Monday, November 10, 2008

Interaksi Sosial dengan Taqwa

Ketika Allah menciptakan manusia berbangsa dan bernegara, itu tidak berarti Dia menyeru manusia untuk bersikap fanatik dengannya. Tapi sebaliknya, kita diperintahkan untuk bisa saling mengenal satu sama lain. Dan perintah ini bertujuan agar bisa mengikis jiwa-jiwa sektarian dan sikap esklusif manusia. Maka, dari mana pun basic seseorang, itu tidak bisa dijadikan alasan untuk tidak saling mengenal satu sama lain. Namun yang menjadi catatan penting, interaksi sosial ini mesti berlandaskan ketaqwaan kepada Allah. Sebab hanya orang yang bertaqwa kepada Allah-lah yang paling mulia di sisi Allah (QS. 49:13).



Sehingga segala opini, paradigma, atau ideologi apapun tidak dapat ditolerir, apabila itu bermisikan untuk menghalangi seseorang dalam mengenal satu sama lain (Ta'aruf), bahkan agama sekalipun tidak dibenarkan. Namun, jika ta'aruf bertujuan agar kita dapat menanggalkan prinsip ketaqwaan, maka dengan sendirinya ta'aruf tersebut tertolak. Misalkan dalam interaksi ta'aruf antar suku untuk bersatu dan mengusung jiwa nasionalisme, sembari bermisikan penanggalan ketaqwaan dalam diri manusia, seperti memperjuangkan sekulerisme. Maka ta'aruf dalam frame nasionalisme seperti ini mesti ditolak, sebab orang yang bertaqwa kepada Allah pasti menjalankan hukum-hukum yang telah ditetapkan-Nya, baik hukum dalam skup personal ataupun nasional.
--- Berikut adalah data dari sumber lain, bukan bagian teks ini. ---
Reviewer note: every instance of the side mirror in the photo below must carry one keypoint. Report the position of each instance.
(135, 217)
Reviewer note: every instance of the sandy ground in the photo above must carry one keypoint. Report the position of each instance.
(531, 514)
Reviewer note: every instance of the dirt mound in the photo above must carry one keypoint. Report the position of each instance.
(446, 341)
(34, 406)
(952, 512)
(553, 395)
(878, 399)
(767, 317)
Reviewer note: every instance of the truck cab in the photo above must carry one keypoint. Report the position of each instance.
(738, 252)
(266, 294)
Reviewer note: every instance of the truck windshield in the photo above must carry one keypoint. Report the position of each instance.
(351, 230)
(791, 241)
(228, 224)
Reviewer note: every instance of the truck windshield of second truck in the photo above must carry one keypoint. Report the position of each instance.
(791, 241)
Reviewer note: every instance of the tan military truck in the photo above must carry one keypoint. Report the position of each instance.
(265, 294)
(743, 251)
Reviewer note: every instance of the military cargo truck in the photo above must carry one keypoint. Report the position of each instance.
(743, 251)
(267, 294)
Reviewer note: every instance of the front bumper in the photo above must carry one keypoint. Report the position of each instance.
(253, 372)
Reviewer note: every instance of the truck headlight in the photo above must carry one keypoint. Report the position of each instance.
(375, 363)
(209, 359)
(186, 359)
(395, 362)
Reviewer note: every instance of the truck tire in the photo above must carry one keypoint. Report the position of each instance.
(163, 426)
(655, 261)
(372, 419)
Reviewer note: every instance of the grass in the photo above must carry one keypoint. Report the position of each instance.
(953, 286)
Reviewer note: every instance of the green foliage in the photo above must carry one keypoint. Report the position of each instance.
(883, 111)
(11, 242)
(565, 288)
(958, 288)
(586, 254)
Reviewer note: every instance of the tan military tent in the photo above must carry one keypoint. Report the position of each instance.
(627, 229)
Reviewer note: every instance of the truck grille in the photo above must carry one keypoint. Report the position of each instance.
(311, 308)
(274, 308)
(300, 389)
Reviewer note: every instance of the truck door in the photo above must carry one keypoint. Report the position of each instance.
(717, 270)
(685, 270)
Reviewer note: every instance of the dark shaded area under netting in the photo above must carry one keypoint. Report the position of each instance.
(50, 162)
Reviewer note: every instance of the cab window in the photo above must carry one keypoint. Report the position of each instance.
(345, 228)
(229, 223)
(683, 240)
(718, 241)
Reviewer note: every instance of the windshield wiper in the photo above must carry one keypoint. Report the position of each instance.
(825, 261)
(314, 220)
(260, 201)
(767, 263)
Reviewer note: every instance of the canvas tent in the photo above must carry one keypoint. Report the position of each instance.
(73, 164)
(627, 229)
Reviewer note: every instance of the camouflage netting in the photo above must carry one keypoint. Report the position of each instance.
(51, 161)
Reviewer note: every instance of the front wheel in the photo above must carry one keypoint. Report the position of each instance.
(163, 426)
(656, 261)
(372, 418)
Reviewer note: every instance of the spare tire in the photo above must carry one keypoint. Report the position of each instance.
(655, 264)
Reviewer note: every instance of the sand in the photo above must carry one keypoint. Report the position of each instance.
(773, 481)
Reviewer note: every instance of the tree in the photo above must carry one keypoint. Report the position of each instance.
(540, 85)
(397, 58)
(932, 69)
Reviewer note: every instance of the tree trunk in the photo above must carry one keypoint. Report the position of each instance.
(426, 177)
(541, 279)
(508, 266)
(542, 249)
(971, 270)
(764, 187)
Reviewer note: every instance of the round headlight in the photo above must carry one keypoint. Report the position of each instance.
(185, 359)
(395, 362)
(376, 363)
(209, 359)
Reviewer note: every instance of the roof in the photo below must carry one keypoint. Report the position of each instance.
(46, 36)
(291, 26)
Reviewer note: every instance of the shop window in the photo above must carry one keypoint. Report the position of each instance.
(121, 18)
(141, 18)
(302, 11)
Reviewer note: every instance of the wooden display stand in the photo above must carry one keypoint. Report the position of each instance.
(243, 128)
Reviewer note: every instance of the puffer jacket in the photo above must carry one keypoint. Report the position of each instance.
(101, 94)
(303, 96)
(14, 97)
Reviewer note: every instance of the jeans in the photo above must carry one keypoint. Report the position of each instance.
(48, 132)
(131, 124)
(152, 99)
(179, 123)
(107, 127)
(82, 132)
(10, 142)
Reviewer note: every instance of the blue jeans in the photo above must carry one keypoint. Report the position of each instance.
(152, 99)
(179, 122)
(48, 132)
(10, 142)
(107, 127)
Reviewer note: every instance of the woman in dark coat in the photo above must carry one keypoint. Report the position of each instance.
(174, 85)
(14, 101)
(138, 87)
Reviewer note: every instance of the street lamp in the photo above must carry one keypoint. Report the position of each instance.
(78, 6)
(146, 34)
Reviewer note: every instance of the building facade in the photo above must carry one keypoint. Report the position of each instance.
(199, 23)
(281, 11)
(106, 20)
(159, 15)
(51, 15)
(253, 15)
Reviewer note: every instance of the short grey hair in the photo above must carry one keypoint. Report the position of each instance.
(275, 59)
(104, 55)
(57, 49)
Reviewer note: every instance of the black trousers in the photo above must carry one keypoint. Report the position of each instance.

Ta'aruf seorang muslim kepada non-muslim pun tidak dilarang, selama ta'aruf ini memegang prinsip ketaqwaan. Semisal, ta'aruf bertujuan untuk menjalin mu'amalah yang baik antar agama, dengan jalan toleransi (Tasâmuh). Tapi jika bertujuan untuk memobilisasi massa menuju ide-ide pluralisme agama, jelas hal ini berseberangan dengan nilai ketaqwaan. Karena orang yang bertaqwa kepada Allah, adalah mereka yang mengakui bahwa Islam adalah satu-satunya agama yang diridhai Allah (QS. 3:19 & 85, 5:3).

Apatah lagi jika ta'aruf dua orang muslim yang berlainan geografis, umur, strata sosial, bertujuan untuk menjalin ukhuwah Islamiah, ini tidak dilarang bahkan dianjurkan agama Islam. Lain halnya jika ta’aruf ini bertujuan untuk bersepakat dalam sebuah kemaksiatan, ini jelas-jelas tidak menandakan sikap orang yang bertaqwa.

Nampaknya sekarang sudah jelas, bahwa agama Islam mengajarkan manusia untuk hidup bersosial, meskipun dengan orang yang berlainan asal, keturunan, ideologi, bahkan agama. Sebab agama Islam bermisikan ukhuwah dan da'wah, dalam frame taqwa.

Maka heran jika umat Islam yang kini berjumlah satu setengah miliar ada yang memperjuangkan rasisme, nasionalisme penyulut pertikaian antar negara, sektarianisme madzhab, chauvinisme dan ideologi-ideologi konservatif/primitif (Jahiliyyah) lainnya. Komunitas-komunitas seperti ini tidak melambangkan ketaqwaan kepada Allah, sehingga layak didepak dari golongan umat Rasulullah. Sebagaimana sabda Rasul:

"Bukan termasuk golongan kami orang yang mengajak pada fanatisme, dan bukan dari golongan kami orang yang berperang atas nama fanatisme, serta bukan dari golongan kami orang yang mati demi fanatisme" (HR. Abu Daud).

Jika dari sabda Rasul ini menegaskan bahwa orang-orang fanatik dianggap tidak termasuk golongan beliau, lalu termasuk golongan siapakah mereka?. Dalam sabdanya yang lain Rasulullah menegaskan bahwa mereka termasuk golongan orang-orang jahiliyyah:

"Barangsiapa yang berperang di bawah panji kejahiliyahan dan membenci dengan alasan fanatik, berpihak karena fanatik, atau menyeru pada kefanatikan. Lalu jika ia terbunuh (demi kefanatikan), maka ia telah terbunuh dalam kejahiliyahan" (HR. Muslim dan Baihaqi).

Adapun sikap fanatik kita terhadap agama Islam, ini bukan termasuk sikap kejahiliyahan. Justeru orang-orang yang memperjuangkan pluralisme agamalah, yang termasuk orang-orang jahiliyah. Karena mereka bersikap tidak berlandaskan ketaqwaan.